分厚い本を灯りで照らす。そこにはくっきりとタイトルが浮かび上がった。
「ネクロノミコン……!」
私は硬直した。ネクロノミコンといえばクトゥルフ神話の代表的な魔導書であり、その写本の一部は人の皮膚を纏っているという……。それなら、この柔らかい感触は……。
「い、いやぁ!」
気味が悪くなり、手にしていた本を落としてしまった。700ページにも及ぶ分厚い本は鈍器も同じ。地面に鈍器が落ちて土をえぐる鈍い音がした。静かな森に私の叫び声が響いた。

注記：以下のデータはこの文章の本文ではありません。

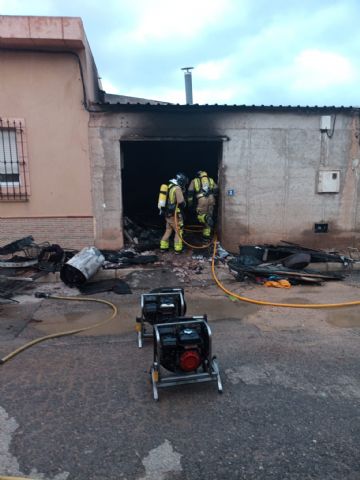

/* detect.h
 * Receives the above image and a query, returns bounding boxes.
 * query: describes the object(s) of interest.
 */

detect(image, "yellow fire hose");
[210,235,360,308]
[0,295,117,480]
[173,206,360,308]
[0,476,37,480]
[174,210,214,249]
[0,295,118,365]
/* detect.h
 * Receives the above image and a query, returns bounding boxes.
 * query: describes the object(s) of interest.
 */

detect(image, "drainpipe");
[181,67,194,105]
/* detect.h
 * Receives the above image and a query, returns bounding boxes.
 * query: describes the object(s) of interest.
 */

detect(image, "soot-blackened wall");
[89,109,360,251]
[121,140,221,224]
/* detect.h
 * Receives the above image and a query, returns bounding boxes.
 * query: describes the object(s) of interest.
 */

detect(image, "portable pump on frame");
[135,287,223,400]
[135,287,186,348]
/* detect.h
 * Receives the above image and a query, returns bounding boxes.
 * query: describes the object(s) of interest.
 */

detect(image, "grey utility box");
[320,115,332,131]
[317,170,340,193]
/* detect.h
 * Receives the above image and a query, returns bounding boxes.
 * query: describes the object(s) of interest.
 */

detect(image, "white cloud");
[106,0,234,47]
[131,0,232,41]
[1,0,360,105]
[291,49,355,91]
[100,78,120,94]
[196,58,233,81]
[0,0,54,15]
[193,86,244,104]
[125,83,248,105]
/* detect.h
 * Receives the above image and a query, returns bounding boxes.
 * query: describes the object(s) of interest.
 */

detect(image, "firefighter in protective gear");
[160,173,188,254]
[188,171,218,239]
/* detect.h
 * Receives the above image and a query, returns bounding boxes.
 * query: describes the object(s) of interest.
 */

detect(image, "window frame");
[0,117,30,201]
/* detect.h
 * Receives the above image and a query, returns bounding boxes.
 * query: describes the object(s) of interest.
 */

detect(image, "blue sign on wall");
[227,189,235,196]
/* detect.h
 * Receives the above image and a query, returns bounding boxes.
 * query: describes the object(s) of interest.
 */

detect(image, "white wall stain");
[0,405,69,480]
[139,439,182,480]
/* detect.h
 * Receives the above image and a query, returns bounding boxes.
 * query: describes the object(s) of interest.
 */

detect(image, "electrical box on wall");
[320,115,332,131]
[317,170,340,193]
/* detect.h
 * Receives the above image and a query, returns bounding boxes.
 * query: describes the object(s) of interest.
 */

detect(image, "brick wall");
[0,217,95,249]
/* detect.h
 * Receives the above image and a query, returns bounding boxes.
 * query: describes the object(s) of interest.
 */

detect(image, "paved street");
[0,277,360,479]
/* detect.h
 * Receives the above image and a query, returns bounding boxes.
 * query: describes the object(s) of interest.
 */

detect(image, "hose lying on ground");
[0,294,118,365]
[211,235,360,309]
[174,210,214,249]
[0,476,38,480]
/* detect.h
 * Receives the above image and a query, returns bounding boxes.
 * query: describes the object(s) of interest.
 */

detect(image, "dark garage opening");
[121,140,222,226]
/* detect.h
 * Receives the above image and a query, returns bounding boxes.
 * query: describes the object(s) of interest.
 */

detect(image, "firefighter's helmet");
[176,172,188,188]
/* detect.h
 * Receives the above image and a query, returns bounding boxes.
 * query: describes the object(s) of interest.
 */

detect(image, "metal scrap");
[60,247,105,287]
[0,256,39,268]
[0,236,34,255]
[101,249,159,269]
[0,237,46,302]
[229,243,350,285]
[123,216,162,250]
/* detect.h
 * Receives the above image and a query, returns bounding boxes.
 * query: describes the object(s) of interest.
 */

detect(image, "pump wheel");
[211,358,223,393]
[150,365,159,401]
[137,330,143,348]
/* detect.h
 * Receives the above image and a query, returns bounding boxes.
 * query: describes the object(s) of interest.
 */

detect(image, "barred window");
[0,128,19,184]
[0,118,29,201]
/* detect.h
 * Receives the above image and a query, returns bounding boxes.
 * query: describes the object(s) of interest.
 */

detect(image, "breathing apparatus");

沈黙を守っていた森に自分の声が反響していくのをじっとして聞いていると、どこからから草を踏みしめる足音が聞こえた。私の方に向かってきているらしかった。
誰か来る! ここから立ち去らないと……!
私はその足音と反対方向に向かって走った。そして、木の陰から足音の持ち主をじっと伺った。咄嗟に逃げてしまったけれど、もしかしたら私を追いかけて来たディーゴかもしれないし、ひょっとすればゲノス先生かもしれなかったからだ。灯りの魔法より魔力の消費が多くて疲れるけれど、暗視の魔法を自分にかけて見守る。

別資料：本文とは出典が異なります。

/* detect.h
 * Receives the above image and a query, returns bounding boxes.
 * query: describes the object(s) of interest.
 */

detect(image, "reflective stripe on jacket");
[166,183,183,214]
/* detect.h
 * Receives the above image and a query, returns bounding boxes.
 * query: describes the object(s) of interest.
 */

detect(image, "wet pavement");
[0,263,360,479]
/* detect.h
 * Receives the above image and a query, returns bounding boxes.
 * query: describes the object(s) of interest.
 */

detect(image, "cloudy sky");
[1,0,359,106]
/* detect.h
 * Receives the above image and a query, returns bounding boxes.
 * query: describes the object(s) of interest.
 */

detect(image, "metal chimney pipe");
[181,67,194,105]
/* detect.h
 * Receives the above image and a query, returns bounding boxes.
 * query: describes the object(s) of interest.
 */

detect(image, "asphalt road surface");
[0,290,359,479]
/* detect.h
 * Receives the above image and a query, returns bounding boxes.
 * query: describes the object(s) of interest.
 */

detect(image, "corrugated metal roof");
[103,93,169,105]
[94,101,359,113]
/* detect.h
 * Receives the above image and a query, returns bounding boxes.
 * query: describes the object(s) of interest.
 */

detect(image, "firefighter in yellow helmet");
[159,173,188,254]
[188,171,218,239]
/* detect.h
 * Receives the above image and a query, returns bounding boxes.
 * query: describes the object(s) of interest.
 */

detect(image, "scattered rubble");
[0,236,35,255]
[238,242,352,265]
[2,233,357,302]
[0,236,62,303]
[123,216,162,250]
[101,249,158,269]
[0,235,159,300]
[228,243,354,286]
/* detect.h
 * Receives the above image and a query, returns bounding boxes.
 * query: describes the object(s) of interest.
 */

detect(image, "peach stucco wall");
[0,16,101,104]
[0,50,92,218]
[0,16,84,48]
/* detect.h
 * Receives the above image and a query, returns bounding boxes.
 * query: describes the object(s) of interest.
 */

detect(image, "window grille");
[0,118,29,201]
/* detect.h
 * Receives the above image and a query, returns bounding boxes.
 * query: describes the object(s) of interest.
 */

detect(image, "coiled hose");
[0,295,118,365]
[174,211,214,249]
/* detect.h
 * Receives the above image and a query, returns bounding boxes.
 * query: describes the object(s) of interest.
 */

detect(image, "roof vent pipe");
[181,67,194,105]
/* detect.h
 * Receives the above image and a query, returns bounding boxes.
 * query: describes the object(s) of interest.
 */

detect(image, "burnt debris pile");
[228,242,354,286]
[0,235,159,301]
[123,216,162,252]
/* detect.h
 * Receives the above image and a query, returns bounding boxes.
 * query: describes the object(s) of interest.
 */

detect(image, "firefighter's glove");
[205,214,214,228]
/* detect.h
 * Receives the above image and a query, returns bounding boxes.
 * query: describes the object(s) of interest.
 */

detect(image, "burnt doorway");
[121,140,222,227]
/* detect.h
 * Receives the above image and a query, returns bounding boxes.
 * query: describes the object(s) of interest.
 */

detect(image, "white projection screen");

最初に見えたのは足元だった。制服のズボンの裾が見える。ディーゴだろうか。
その人物は地面に落ちているネクロノミコンに気がつき、しゃがみ込んだ。表紙を確認するため、私がしたように魔法の灯りをつける。
灯りで照らされた顔のない頭が笑った、ように見えた。
その瞬間に私の隣にあった木が倒れた。
起きたことをありのまま表現すると、謎の人物の頭が変形して長くうねる触手となり、一帯の木々を刈り取ったのだった。
私の心臓が早鐘を打つ。あと一本ズレていたら、私も無惨な木々のように刈り取られていたかと思うと、死ぬような心地だった。

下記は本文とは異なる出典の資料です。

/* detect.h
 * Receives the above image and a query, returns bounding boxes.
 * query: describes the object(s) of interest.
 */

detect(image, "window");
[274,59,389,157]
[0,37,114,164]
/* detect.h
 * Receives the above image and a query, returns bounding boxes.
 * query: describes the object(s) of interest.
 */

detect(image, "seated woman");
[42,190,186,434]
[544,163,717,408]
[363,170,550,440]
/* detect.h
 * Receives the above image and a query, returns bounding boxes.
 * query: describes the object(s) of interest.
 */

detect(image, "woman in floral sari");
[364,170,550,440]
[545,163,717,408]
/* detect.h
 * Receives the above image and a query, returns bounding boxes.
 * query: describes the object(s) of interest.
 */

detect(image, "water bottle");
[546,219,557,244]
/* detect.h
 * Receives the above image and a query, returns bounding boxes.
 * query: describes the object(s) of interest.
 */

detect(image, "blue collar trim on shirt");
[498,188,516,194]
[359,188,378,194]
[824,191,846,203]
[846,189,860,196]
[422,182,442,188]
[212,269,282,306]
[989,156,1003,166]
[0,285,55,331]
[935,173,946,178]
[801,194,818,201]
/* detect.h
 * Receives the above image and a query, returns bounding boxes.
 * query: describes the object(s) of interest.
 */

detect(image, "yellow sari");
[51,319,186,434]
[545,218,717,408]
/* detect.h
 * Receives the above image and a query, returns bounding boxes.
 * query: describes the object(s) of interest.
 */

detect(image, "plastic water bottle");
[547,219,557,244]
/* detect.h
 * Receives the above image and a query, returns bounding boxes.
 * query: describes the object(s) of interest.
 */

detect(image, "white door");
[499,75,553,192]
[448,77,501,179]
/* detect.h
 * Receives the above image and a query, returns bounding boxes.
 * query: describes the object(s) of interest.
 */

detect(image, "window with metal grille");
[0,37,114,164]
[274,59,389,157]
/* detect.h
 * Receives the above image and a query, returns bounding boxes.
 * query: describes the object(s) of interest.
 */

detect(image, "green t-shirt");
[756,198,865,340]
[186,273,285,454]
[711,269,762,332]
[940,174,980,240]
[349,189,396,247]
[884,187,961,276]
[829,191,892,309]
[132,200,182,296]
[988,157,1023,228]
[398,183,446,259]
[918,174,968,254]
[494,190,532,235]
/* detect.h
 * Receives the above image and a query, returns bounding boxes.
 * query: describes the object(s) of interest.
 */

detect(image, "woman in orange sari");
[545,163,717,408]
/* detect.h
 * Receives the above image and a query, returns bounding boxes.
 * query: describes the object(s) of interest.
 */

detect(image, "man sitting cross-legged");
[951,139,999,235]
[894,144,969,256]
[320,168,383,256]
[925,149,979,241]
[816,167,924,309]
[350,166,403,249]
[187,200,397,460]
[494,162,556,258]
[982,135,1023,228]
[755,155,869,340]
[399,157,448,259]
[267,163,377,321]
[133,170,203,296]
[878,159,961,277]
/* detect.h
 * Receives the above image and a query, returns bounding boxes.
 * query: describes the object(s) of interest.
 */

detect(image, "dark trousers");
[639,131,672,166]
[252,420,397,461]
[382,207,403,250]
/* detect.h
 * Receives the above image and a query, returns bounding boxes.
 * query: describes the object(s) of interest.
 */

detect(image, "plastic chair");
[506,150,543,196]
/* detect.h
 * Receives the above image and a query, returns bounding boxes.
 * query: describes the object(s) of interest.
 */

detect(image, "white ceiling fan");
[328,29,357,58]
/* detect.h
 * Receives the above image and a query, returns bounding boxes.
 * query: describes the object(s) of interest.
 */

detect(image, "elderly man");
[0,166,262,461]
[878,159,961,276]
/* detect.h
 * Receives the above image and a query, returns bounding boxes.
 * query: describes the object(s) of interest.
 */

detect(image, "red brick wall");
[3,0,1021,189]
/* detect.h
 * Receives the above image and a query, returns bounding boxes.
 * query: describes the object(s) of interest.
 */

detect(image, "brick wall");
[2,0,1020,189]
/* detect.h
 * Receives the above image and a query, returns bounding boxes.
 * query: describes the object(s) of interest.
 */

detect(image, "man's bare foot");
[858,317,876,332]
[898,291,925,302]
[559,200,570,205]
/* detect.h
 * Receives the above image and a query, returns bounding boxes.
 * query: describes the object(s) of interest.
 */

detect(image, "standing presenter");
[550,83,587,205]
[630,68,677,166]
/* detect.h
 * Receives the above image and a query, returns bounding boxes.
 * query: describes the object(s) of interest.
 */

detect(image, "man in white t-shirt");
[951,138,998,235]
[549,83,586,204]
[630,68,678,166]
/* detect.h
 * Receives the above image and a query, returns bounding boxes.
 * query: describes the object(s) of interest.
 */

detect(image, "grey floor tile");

更に悪いことには、同じ空間にいる謎の人物に私は心当たりがあった。
顔の無い、変形する頭部。全てを嘲るような笑み。圧倒的なパワー。
アザトースの息子にして外なる神のメッセンジャー。
這いよる混沌、ニャルラトホテプだ。
「に、ニャルラトホテプまでこの学園にいるの……?」
ああ、神様、私が何をしたというんでしょうか。